A new report from Visa indicates how Canadian consumers are choosing to pay, and what they value in their payment methods. Going cashless and contactless continues to gain traction as consumers move toward a digital-first mindset — driven by security concerns.

The findings show promise for contactless payments, as 64% of consumers said they used contactless payments whenever possible in the past three months. The global average was 58%. Also noteworthy is the 56% of Canadian consumers that reported “offering contactless payment methods as one of the most important safety measures stores can offer.”

“2020 was a year dominated by an immediate consumer shift to digital-first commerce. In so many ways, Covid-19 accelerated the urgency for secure, fast and seamless ways to pay and be paid,” the report noted.

“…While online shopping and the use of digital payments were common in many parts of the world before the pandemic, they quickly became far more critical around the globe to limit the spread of the disease. We expect this trend to have a lasting impact on how we pay, long after the pandemic is over.”

Ditching cash was another trend as 49% of consumers said they don’t use cash as much and 42% said they shop online when possible. Canadian online shopping figures in the study were still lower than the global average of 52%.

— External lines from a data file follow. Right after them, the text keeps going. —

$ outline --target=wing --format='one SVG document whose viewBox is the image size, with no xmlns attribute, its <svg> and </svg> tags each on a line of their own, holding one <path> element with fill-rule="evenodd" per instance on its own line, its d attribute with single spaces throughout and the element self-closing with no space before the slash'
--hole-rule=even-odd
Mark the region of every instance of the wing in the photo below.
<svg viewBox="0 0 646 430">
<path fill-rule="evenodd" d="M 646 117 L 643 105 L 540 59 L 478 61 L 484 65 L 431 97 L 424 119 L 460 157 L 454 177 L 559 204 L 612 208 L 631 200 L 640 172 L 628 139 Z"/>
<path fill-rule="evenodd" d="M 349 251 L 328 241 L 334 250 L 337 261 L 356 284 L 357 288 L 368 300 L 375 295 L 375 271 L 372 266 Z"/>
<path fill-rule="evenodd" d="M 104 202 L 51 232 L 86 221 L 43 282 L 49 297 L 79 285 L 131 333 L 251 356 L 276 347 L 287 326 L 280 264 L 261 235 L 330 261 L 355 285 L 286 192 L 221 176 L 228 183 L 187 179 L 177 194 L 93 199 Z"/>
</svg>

The report, The Visa Back to Business Study 20200 Outlook, details on a global scale how businesses and consumers are adapting to the pandemic. Overall, the study indicates that Canadian SMBs are “the the least likely of all markets surveyed to have adjusted the way they operate their business in the past three months.”

Canadian SMBs indicated that 56% have adjusted how they operate, compared to a global average of 82%. Canada’s figure, however, is rising as it was just 44% over the summer. In general, SMBs reported (62%) that it will be 10 months before their business if fully operational over the next six months; 16% reported they’d never be fully operational.